Friday, June 25, 2010
PyPy GSoC status update
Well, the backend is RPythonic again. And I managed to remove some of the boilerplate/duplicated code from the rx86 module, although there is still room for improvement. Also, some common cases of loading a large number of variables from memory locations that are "close" to one another became more efficient.
The main thing this coming week is to address an issue that I only became fully aware of in the middle of this week: Many places in the code use jumps with a 32-bit relative displacement that are sometimes patched later to point to a different destination. The problem is sometimes you need to patch it to point to a location farther away.
This issue had been masked by the fact that on some operating systems (Linux included), you can give the operating system a hint as to where you'd like the memory to be allocated, and as a result, all of the memory used by the JIT was within 32 bits of each other. But we can't count on that working all the time on all platforms, so we need to handle the edge case.

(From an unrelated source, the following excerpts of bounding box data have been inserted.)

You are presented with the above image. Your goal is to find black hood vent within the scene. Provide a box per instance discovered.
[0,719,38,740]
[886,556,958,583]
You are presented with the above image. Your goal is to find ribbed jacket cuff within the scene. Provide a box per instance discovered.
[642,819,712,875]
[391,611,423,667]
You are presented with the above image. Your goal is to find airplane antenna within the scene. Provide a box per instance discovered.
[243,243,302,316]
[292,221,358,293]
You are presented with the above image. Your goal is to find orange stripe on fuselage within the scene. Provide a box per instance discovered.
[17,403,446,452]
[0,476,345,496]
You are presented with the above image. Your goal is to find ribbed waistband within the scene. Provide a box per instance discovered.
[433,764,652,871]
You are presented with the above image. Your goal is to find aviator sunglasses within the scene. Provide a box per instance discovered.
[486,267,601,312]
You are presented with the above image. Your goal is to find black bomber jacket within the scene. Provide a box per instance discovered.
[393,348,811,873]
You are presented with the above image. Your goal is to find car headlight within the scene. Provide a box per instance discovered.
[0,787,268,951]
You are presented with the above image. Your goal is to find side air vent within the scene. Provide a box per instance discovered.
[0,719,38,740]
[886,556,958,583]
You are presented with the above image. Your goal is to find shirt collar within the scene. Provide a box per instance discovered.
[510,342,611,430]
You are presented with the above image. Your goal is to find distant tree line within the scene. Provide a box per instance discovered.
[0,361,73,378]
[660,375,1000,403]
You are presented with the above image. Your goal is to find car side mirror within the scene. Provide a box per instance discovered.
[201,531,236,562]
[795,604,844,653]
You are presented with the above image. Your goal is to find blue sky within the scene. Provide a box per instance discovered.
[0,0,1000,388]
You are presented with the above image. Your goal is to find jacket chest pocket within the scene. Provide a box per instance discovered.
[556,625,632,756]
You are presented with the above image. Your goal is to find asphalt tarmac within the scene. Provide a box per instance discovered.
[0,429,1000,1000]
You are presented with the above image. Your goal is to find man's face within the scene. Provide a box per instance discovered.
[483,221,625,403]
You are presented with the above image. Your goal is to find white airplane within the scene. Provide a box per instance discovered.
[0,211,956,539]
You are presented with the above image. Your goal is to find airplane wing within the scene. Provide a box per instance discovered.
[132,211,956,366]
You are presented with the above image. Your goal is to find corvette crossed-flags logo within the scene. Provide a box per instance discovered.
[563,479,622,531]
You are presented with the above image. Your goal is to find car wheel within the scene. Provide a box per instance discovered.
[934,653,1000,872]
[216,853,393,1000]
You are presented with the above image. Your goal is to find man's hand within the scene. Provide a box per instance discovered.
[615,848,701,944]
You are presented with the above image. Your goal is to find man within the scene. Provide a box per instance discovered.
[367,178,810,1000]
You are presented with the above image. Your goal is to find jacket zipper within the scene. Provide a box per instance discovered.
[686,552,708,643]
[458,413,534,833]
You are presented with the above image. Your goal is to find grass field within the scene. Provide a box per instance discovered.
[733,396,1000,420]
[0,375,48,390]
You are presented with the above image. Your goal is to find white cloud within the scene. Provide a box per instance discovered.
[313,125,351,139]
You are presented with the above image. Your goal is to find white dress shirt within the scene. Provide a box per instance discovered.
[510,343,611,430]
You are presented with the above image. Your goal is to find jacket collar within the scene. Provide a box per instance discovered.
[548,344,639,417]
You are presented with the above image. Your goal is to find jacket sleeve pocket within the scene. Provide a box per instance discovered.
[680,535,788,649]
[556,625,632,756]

We have a plan for how to fix this while not making the common case any less efficient, and while it is not hugely difficult, it also isn't trivial.
After this issue is taken care of, the next thing will be to port the asmgcc root-finding strategy to 64-bit. (Without this, 64-bit JIT would have to use the very slow boehm garbage collector, which sort of defeats the purpose of a JIT)
Friday, June 11, 2010
PyPy GSoC update: Most tests pass on 64-bit and 32-bit CPUs
Most JIT tests now pass on both 32-bit and 64-bit CPUs. However, there are some caveats:
- I made some changes that make the code no longer "RPythonic", which means you can't actually build a working, JIT-enabled, PyPy with this code quite yet.
- The rx86 module has accumulated some code duplication.
- There are a number of miscellaneous hacks I had to add that I'd like to get rid of somehow.
- 64-bit memory references aren't as efficient (in terms of code size) as they could be.
My plan for next week is to spend some time cleaning up the rx86 module, and then working on making the JIT translatable again. If by some miracle I get both of those things done next week, I'll start on the other two items. :-)
Monday, June 07, 2010
rx86 conversion complete, 64-bit work started
Last week saw the completion of the rx86 conversion: All tests pass, and the JIT works on i386 machines.
Last week I started on actually implementing 64-bit support. Mostly this will be an exercise in "magic removal": Locating those parts of the code that are only applicable to i386, and either adapting them to work with both i386 and x86_64 or else factoring those differences out into arch-specific classes.
One issue specific to x86_64 is the fact that most instructions cannot encode a 64-bit immediate value. I've worked around this by setting aside one register as a scratch register, and loading the immediate to that register first when a case like this arises. In the future I may try to optimize this to output a 32-bit relative displacement in the cases where that could work.